For a moment we stood blinking our eyes scarcely able to see, so sudden was the change from the semi-darkness of our four flickering candles.
Then Terry stepped forward.
"Show me where you found the body and point out the spot where the struggle took place."
He spoke in quick, eager tones, so excited that he almost stuttered.
It was not necessary for him to act the part of detective any longer.
He had forgotten that he ever was a reporter—he had forgotten almost that he was a human being.
From where we stood we pointed out the place above the pool where the struggle had occurred, the spot under the cliff where the body had lain, and the jagged piece of rock on which we had found the coat.
Moser even laid down upon the ground and spread out his arms in the position in which we had discovered the Colonel's body.
"Very well, I see," said Terry. "Now the rest of you stay back there on the boards; I don't want you to make a mark."
He stepped forward carefully to the edge of the water and bent over to examine the soft, yellow clay which formed the border of the pool on the lower side.
Instantly he straightened up with a sharp exclamation of surprise.
"Did any negroes come in with you to recover the body?" he asked.
"No," returned the sheriff, "as old man Tompkins said, you couldn't hire a nigger to stick his head in here after the Colonel was found.
They say they can hear something wailing around the pool and they think his ghost is haunting it."
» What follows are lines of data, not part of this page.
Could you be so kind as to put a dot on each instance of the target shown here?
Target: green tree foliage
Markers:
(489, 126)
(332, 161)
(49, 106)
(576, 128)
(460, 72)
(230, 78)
"They can hear something wailing, can they?" Terry repeated queerly. "Well I begin to believe they can!
What is the meaning of this?" he demanded, facing around at us. "How do you account for these peculiar foot-prints?"
"What prints?" I asked as we all pressed forward.
At the moment the calcium light with a final flare, died out, and we were left again in the flickering candle light which seemed darkness to us now.
"Quick, touch off another calcium!" said Terry, with suppressed impatience.
He laid a hand on my shoulder and my arm ached from the tightness of his grip. "There," he said pointing with his finger as the light flared up again. "What do you make of those?"
I bent over and plainly traced the prints of bare feet, going and coming and over-lapping one another, just as an animal would make in pacing a cage.
I shivered slightly.
It was a terribly uncanny sight.
"Well?" said Terry sharply.
The place was beginning to get on his nerves too.
"Terry," I said uneasily, "I never saw them before.